Note: feel free to open the dask dashboard to visualize workers, partitions and resources (usually on http://localhost:8787)
from dask.distributed import LocalCluster, Client
cluster = LocalCluster(
"127.0.0.1:8786",
n_workers=1, # increase depending on RAM available
memory_limit="20GB", # dask will kill the worker if this is exceeded
threads_per_worker=1, # increase depending on RAM available
)
client = Client(cluster)
print('dashboard is available at: ', client.dashboard_link)
st = XeniumReader().auto_read(
xenium_folder_path,
use_dask=True,
nb_partitions=100
)
st.save_spatial_plot('./')
st.segment_tissue()
We then compute patches centered around pseudo-visium transcript bins.
Warning: note that patches might be larger than transcript bins.
st.dump_patches('patches', target_patch_size=224, target_pixel_size=0.5)
st.save('save', save_img=False)
Adding new samples to HEST
This section explains how to format new samples for HuggingFace
I. Sample preparation
1. Download raw datasets in structured folders
Create the following folder structure:
my_data/
xenium/
dataset_name_1/
subseries1/
sample_1/
...
sample_2/
...
...
dataset_name_2/
sample_1/
...
visium-hd/
...
visium/
...
Then, download corresponding files for xenium, visium, visium-hd… See reader examples above or refer to the doc for the list of required files.
2. Add metadata rows to CSV
Fill columns in the sample CSV, specifically: dataset_title, subseries should match with the folder structure.
II. Sample processing
1. Process raw samples
Set the path to your sample CSV in tutorials/scripts/1_process_raw_samples.py, also modify the memory_limit, we recommend setting dask memory limit to at least 20GB for Xenium 5k, eventhough 30GB is safer.
Process and save raw samples by launching python tutorials/scripts/1_process_raw_samples.py.
Processing Xenium 5k will take time, you can monitor progress on the dask dashboard (usually at localhost:8787 after launch).
2. Check Xenium DAPI/HE alignment and realign if necessary
By default, the Xenium platform uses a single affine transform for the whole WSI. For some samples, the resulting alignment might be unsatisfactory. In order to visualize the affine alignment, either:
open the resulting
.geojsonfiles (inprocessed/) in QuPath (might not work with QuPath >=0.6)
or
launch
tutorials/scripts/2_check_xenium_alignment.py.
3. Micro-align DAPI to HE with Valis
If the alignment from steps (1-2) is unsatisfactory, we highly recommend using Valis non-rigid micro-alignment for sub-cellular alignment precision. This is crucial for correctly mapping transcripts and cells to H&E.
a. Register DAPI to HE with Valis
We provide a modified Valis version for simplified pythonic use and improved precision, please check-out the original repository here.
Open 3a_microalign_xenium.py, in this example, we use morphology_focus_0000.ome.tif as the DAPI slide, feel free to use morphology_focus.ome.tif.

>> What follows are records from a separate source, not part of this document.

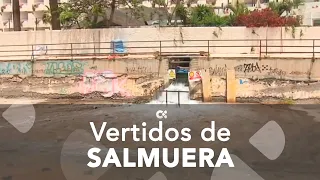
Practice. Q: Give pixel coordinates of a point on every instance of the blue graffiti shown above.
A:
(12, 68)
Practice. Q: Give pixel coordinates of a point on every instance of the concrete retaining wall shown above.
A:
(128, 77)
(143, 76)
(179, 40)
(265, 78)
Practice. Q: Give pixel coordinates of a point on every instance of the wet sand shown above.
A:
(37, 153)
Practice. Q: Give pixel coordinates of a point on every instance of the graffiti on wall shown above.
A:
(12, 68)
(218, 71)
(103, 81)
(256, 68)
(135, 70)
(69, 67)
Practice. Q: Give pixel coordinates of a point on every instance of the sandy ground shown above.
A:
(40, 153)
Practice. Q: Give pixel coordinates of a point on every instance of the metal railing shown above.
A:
(259, 47)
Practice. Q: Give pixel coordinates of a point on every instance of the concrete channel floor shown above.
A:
(37, 154)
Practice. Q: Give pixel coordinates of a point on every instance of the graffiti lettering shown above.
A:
(64, 67)
(251, 68)
(277, 72)
(298, 73)
(239, 68)
(136, 69)
(106, 82)
(12, 68)
(218, 71)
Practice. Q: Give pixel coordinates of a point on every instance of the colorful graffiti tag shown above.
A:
(12, 68)
(103, 81)
(69, 67)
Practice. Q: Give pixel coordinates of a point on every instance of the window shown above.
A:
(316, 22)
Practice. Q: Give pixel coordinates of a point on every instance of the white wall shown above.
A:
(217, 37)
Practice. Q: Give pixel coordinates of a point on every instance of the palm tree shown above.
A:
(55, 22)
(16, 15)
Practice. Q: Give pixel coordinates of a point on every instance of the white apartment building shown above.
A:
(31, 13)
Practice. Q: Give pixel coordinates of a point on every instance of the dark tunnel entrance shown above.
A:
(181, 66)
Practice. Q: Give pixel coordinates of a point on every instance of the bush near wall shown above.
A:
(264, 18)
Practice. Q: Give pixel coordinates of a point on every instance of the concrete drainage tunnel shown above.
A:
(177, 92)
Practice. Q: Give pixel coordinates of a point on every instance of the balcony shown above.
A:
(6, 7)
(39, 7)
(24, 7)
(7, 24)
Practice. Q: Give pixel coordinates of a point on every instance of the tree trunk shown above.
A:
(113, 8)
(55, 22)
(16, 15)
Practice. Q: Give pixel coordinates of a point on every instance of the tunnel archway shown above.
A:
(182, 67)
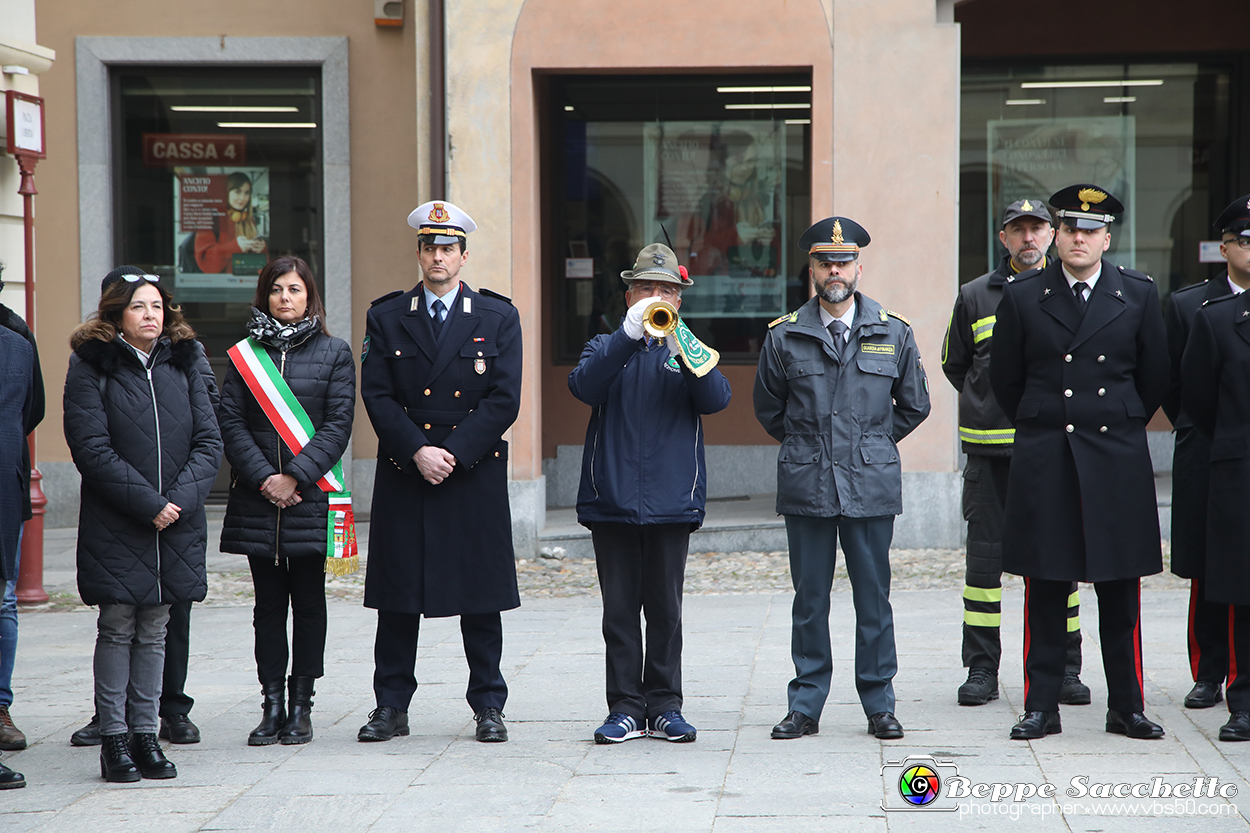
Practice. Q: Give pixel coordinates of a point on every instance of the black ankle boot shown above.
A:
(299, 721)
(273, 716)
(115, 761)
(149, 757)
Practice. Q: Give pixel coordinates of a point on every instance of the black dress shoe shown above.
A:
(1074, 692)
(149, 757)
(178, 728)
(885, 726)
(116, 766)
(1238, 728)
(1036, 724)
(490, 726)
(980, 688)
(88, 736)
(384, 723)
(1203, 696)
(1134, 726)
(10, 779)
(795, 726)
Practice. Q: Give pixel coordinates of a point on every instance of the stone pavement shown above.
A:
(551, 777)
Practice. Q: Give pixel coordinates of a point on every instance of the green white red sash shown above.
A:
(294, 427)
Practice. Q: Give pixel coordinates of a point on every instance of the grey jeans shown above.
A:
(129, 662)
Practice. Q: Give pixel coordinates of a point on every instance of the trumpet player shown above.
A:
(643, 490)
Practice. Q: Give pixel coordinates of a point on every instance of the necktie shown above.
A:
(440, 312)
(838, 329)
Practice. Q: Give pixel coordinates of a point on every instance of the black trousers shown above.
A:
(641, 569)
(299, 584)
(1119, 604)
(178, 651)
(395, 659)
(1208, 636)
(985, 500)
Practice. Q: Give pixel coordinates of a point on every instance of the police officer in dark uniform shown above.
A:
(1079, 363)
(1216, 398)
(839, 384)
(985, 434)
(440, 375)
(1208, 628)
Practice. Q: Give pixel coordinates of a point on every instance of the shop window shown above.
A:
(719, 163)
(216, 170)
(1156, 135)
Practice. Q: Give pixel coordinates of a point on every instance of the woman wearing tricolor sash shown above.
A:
(286, 409)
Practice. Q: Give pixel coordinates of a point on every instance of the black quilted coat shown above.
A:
(140, 438)
(323, 377)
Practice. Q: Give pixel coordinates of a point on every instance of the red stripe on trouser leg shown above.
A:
(1195, 651)
(1028, 637)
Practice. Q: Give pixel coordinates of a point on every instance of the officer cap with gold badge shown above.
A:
(441, 224)
(835, 239)
(656, 262)
(1235, 219)
(1025, 208)
(1085, 206)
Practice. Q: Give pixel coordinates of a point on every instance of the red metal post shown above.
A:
(30, 577)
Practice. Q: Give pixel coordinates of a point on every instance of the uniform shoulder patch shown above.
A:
(490, 293)
(1134, 273)
(386, 297)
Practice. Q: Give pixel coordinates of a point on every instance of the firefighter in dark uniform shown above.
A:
(440, 375)
(1079, 364)
(985, 434)
(1208, 628)
(839, 384)
(1216, 398)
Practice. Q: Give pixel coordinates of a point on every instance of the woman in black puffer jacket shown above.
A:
(140, 427)
(276, 514)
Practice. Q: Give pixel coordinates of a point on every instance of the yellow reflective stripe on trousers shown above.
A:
(983, 619)
(990, 437)
(983, 593)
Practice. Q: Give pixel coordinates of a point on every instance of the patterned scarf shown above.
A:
(269, 330)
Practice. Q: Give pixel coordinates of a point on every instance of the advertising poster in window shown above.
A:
(1034, 158)
(719, 189)
(221, 232)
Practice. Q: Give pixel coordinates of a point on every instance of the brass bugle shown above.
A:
(660, 319)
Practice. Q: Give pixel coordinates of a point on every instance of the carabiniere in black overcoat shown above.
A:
(1191, 469)
(1216, 395)
(445, 549)
(1080, 389)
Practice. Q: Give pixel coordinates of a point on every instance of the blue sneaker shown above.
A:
(673, 727)
(618, 728)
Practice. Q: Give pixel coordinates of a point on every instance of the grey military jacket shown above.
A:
(839, 419)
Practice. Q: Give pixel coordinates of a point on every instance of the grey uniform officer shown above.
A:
(839, 384)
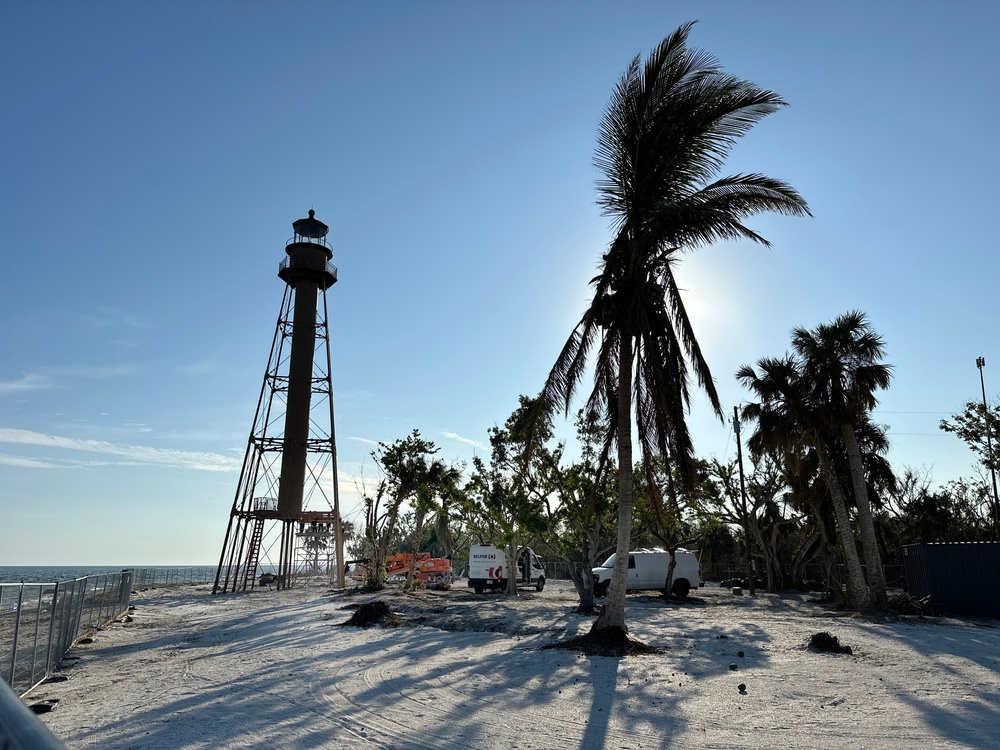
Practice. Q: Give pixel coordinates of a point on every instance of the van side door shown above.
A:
(633, 574)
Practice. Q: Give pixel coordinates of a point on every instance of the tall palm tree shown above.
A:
(661, 143)
(787, 418)
(841, 362)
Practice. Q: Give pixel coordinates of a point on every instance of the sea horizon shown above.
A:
(55, 573)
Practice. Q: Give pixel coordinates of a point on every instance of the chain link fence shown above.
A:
(40, 621)
(144, 577)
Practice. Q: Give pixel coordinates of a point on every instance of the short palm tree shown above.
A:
(665, 133)
(787, 419)
(841, 362)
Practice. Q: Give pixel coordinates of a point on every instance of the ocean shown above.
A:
(53, 573)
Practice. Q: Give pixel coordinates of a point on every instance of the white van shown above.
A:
(647, 570)
(488, 568)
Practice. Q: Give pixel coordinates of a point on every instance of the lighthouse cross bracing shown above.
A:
(285, 514)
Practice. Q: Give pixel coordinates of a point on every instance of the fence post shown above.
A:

Monitor alignment quality at results/{sample_name}/{date}/overlaps/, check both _rigid_overlap.png and micro_reg.png.
b. Warp transcripts, cells and nuclei using Valis and Dask
See 3b_microalign_xenium.py to warp transcripts, nuclei and cells from DAPI to H&E.
Then re-run step 3.b, in order to compare quality.
4. Segment with CellViT
See 4_segment_cellvit.py to segment with CellViT.
5. Copy processed files to HEST_results/
See 5_copy_processed.py to copy files to the structure expected by huggingface.
6. Generate a new HEST_vX_Y_Z.csv sheet
See 6_generate_new_meta.py to create a new HEST_vX_Y_Z.csv. Once created, copy it to the HEST_results/ folder.
7. Upload to HuggingFace
See 7_upload_huggingface.py to upload to HuggingFace via a PR.